Computer/machine vision requires a very comprehensive technology stack that spans concurrent image acquisition with multiple high-resolution cameras, real-time image processing using inference based on a trained model, control of the vehicle or robot with the output of the trained model for autonomous navigation, and collection of exceptions (or edge cases) when a supervisor over-rides autonomous navigation.
Tesla centralized HPC to train its Full-Self Driving (FSD) models using both Nvidia GPU-based clusters and Tesla’s Dojo supercomputer developed specifically for computer/machine vision and autonomous navigation. This work at Tesla has now evolved to include computer vision for electric vehicles and humanoid robots.
The latest iteration of autonomous navigation at Tesla is FSD Beta v12.3. This version uses an end-to-end neural network to convert the real-time video streamed from the onboard cameras into real-time control of the speed, direction, braking, lighting and signals for the vehicle. FSD Beta v12.3 is limited to approved beta testers who must supervise FSD at all times and intervene if needed.
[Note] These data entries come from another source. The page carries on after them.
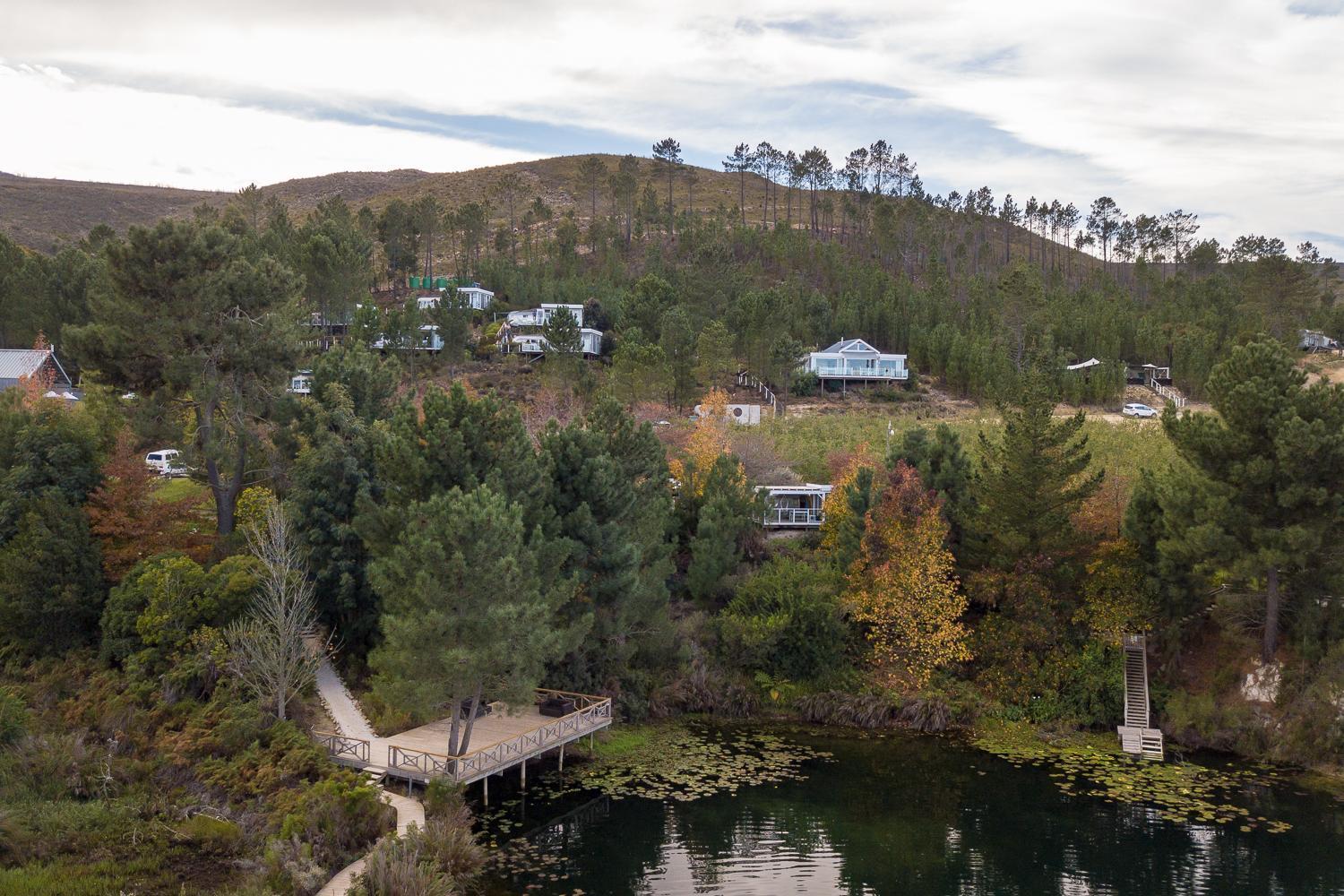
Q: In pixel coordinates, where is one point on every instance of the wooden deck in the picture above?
(500, 740)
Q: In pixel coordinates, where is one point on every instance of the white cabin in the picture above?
(857, 360)
(739, 414)
(542, 316)
(793, 506)
(476, 297)
(1311, 340)
(429, 340)
(301, 383)
(590, 343)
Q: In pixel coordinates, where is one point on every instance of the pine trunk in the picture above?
(1271, 645)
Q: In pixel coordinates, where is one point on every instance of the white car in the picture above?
(164, 461)
(1137, 410)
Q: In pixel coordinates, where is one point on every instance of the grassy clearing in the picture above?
(1089, 764)
(180, 487)
(1123, 447)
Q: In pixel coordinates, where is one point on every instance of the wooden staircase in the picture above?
(1136, 737)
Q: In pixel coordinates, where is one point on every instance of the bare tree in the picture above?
(274, 650)
(667, 156)
(741, 161)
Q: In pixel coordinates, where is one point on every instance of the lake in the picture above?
(905, 813)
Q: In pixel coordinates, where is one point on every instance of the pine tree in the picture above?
(51, 587)
(605, 479)
(668, 155)
(945, 468)
(902, 589)
(1269, 500)
(1032, 478)
(199, 320)
(470, 610)
(714, 359)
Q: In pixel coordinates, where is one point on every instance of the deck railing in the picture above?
(793, 516)
(343, 747)
(590, 713)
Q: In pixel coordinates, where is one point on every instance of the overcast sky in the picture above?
(1233, 109)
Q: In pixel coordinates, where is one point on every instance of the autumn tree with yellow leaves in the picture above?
(707, 444)
(902, 589)
(847, 505)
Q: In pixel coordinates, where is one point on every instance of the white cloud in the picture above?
(120, 134)
(1228, 108)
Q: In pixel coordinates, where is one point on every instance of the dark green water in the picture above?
(919, 815)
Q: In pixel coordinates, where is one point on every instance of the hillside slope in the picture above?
(43, 212)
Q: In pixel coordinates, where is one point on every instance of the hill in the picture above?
(43, 212)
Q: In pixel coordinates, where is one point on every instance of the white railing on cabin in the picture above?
(793, 516)
(1169, 394)
(341, 745)
(590, 715)
(766, 392)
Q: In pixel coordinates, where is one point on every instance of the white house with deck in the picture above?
(511, 343)
(301, 383)
(793, 506)
(18, 365)
(542, 316)
(476, 297)
(854, 360)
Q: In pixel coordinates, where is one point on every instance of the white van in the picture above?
(164, 461)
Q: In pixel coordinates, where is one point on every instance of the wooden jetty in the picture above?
(502, 739)
(1136, 737)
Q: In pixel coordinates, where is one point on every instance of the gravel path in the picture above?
(341, 707)
(351, 721)
(408, 812)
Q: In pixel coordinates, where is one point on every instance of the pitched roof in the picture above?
(851, 346)
(21, 362)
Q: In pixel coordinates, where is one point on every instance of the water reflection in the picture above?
(922, 815)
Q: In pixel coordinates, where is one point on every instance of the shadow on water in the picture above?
(908, 814)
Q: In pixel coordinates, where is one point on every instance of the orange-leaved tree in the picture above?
(851, 492)
(707, 444)
(132, 521)
(902, 589)
(34, 387)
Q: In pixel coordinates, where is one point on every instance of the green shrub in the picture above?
(444, 798)
(210, 834)
(1202, 720)
(54, 766)
(339, 817)
(849, 710)
(806, 384)
(392, 869)
(13, 716)
(1312, 727)
(440, 858)
(1091, 691)
(785, 621)
(386, 719)
(11, 839)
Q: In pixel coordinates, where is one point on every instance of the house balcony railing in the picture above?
(589, 716)
(857, 371)
(793, 517)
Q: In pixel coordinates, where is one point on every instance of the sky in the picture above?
(1230, 109)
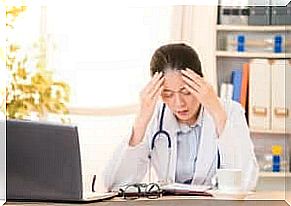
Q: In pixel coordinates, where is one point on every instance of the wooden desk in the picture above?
(273, 198)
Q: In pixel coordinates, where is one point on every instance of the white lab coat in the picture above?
(129, 164)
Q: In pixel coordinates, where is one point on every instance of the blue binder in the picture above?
(236, 79)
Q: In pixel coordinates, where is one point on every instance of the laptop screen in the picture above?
(43, 161)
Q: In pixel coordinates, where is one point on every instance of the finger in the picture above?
(191, 83)
(192, 75)
(158, 93)
(153, 81)
(157, 87)
(192, 90)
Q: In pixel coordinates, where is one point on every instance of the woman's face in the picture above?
(181, 102)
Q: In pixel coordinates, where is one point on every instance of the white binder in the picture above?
(281, 71)
(259, 94)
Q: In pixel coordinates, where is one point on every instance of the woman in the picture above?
(206, 133)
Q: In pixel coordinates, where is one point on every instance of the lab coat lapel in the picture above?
(207, 150)
(171, 125)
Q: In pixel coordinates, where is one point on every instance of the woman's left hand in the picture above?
(206, 95)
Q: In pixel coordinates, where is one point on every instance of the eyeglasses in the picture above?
(135, 191)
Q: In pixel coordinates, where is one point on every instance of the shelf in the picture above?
(269, 28)
(275, 174)
(269, 131)
(253, 54)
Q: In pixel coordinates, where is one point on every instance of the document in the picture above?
(186, 190)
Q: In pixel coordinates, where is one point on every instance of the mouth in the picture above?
(182, 112)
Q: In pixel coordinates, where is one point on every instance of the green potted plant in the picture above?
(32, 88)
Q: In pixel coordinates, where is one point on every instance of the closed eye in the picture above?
(185, 91)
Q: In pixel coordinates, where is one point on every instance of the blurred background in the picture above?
(85, 64)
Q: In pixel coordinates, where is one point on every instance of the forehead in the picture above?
(173, 80)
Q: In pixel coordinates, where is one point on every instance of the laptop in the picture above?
(43, 163)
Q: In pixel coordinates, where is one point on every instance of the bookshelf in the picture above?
(275, 174)
(241, 28)
(253, 55)
(227, 61)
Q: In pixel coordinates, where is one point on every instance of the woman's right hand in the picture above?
(148, 99)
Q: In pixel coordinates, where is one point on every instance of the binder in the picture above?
(244, 85)
(280, 107)
(236, 77)
(259, 94)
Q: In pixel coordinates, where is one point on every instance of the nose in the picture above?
(179, 100)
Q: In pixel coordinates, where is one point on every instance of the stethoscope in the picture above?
(163, 133)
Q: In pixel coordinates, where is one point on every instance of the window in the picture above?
(104, 51)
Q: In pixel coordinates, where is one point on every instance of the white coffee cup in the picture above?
(229, 180)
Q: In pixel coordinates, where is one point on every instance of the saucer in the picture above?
(230, 194)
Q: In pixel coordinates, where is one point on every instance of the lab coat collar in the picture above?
(207, 149)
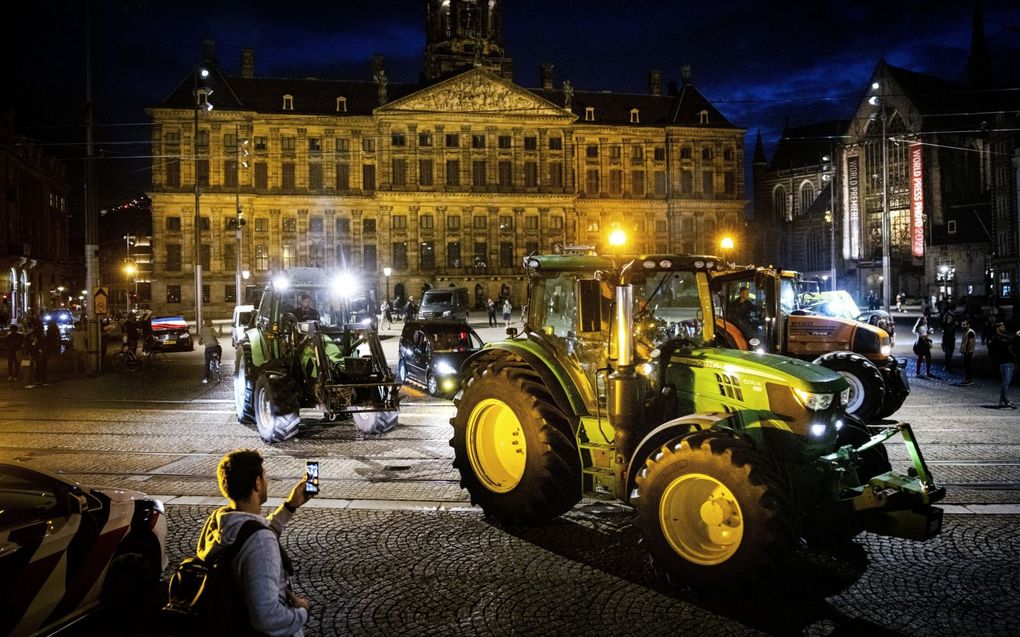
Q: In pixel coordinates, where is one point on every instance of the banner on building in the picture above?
(852, 208)
(916, 201)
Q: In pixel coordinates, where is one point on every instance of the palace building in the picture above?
(447, 182)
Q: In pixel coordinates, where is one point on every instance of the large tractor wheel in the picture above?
(374, 422)
(514, 447)
(244, 386)
(712, 512)
(867, 387)
(276, 409)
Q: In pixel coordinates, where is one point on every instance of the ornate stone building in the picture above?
(34, 191)
(451, 181)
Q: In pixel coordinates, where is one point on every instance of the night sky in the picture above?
(763, 64)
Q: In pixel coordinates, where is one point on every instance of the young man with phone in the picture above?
(260, 565)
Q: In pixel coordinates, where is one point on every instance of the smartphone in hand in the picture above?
(311, 478)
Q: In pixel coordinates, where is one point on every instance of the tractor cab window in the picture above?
(554, 311)
(743, 311)
(667, 305)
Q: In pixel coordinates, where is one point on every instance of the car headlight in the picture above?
(814, 402)
(445, 369)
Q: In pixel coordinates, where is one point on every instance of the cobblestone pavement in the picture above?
(394, 546)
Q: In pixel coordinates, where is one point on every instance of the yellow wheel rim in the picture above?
(496, 445)
(701, 519)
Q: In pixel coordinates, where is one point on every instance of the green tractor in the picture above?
(614, 391)
(313, 342)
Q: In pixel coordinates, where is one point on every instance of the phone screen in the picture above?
(311, 472)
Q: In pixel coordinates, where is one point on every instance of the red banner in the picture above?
(916, 201)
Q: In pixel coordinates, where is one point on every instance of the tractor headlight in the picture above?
(814, 402)
(445, 369)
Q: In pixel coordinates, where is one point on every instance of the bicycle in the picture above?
(214, 367)
(152, 356)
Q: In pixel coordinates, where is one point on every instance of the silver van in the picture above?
(447, 303)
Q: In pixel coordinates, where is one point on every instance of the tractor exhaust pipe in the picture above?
(624, 326)
(625, 389)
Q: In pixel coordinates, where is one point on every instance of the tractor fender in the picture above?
(667, 432)
(564, 391)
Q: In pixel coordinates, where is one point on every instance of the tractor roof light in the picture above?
(345, 285)
(281, 282)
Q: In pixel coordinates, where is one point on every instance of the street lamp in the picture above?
(727, 245)
(886, 277)
(202, 102)
(240, 155)
(828, 174)
(130, 270)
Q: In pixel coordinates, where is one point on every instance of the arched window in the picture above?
(814, 252)
(807, 197)
(779, 204)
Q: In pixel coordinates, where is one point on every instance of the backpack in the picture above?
(204, 595)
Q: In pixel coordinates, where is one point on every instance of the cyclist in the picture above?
(210, 338)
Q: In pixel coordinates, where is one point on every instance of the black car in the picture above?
(430, 354)
(171, 332)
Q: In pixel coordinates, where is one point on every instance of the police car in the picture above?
(66, 548)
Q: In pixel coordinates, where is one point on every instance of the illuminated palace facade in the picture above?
(448, 181)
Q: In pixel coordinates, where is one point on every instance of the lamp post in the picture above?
(886, 278)
(201, 101)
(828, 174)
(240, 154)
(727, 245)
(130, 270)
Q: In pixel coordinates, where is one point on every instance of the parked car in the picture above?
(171, 332)
(242, 314)
(64, 320)
(840, 305)
(430, 354)
(451, 303)
(66, 548)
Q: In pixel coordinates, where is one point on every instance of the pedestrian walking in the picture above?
(36, 346)
(209, 337)
(79, 348)
(15, 344)
(491, 309)
(949, 338)
(967, 342)
(260, 567)
(1004, 353)
(922, 347)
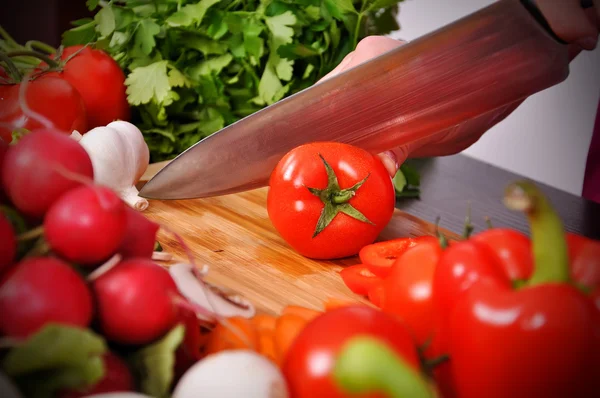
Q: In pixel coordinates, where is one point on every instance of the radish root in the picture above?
(104, 268)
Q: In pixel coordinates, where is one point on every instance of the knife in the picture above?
(493, 57)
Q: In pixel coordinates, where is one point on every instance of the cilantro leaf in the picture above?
(146, 83)
(154, 363)
(144, 36)
(105, 21)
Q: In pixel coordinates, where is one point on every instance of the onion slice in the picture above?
(209, 296)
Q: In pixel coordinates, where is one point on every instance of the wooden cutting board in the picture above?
(233, 235)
These exceptions trigger uploading all the data before and after the intervention to Tesla to determine if the data should be included in future FSD model training.
The aim of Tesla’s Dojo supercomputer is to scale HPC capacity significantly as the Tesla EV fleet scales to accelerate the pace of innovation for FSD towards level 4 and level 5 autonomous navigation. The objective is to realize robotaxis using Tesla EVs equipped with FSD approved by regulators for autonomous navigation.
Generative AI entered the market in 2022 with ChatGPT based on a transformer model developed by Open-AI to enable prompt-based generation of text. Other models provided prompt-based image generation. This technology has evolved quickly from GPT-3 to GPT-4 to GPT-5 and beyond to include text or voice conversation with robots and generating text, images and video from only a text or voice-based prompt.
Applications of generative AI are being used in vertical industries but with more general purpose learning. The next wave of innovation is to add proprietary data in a specific vertical industry to optimize generative AI for that vertical industry. This means training these Large Language Models (LLMs) will continue and expand rapidly as general purpose and more specialized models require ongoing training.
The current choke-point limiting the HPC innovation are the supply constraints for the latest GPU semiconductors. Nvidia is now the 3rd largest company in the S&P 500 behind Microsoft and Apple with a market cap over $2 trillion as of March 15, 2024. But with the rapid deployment of these semiconductors with increasing Power Density, the choke-point will soon become the energy capacity to power HPC around the clock at scale.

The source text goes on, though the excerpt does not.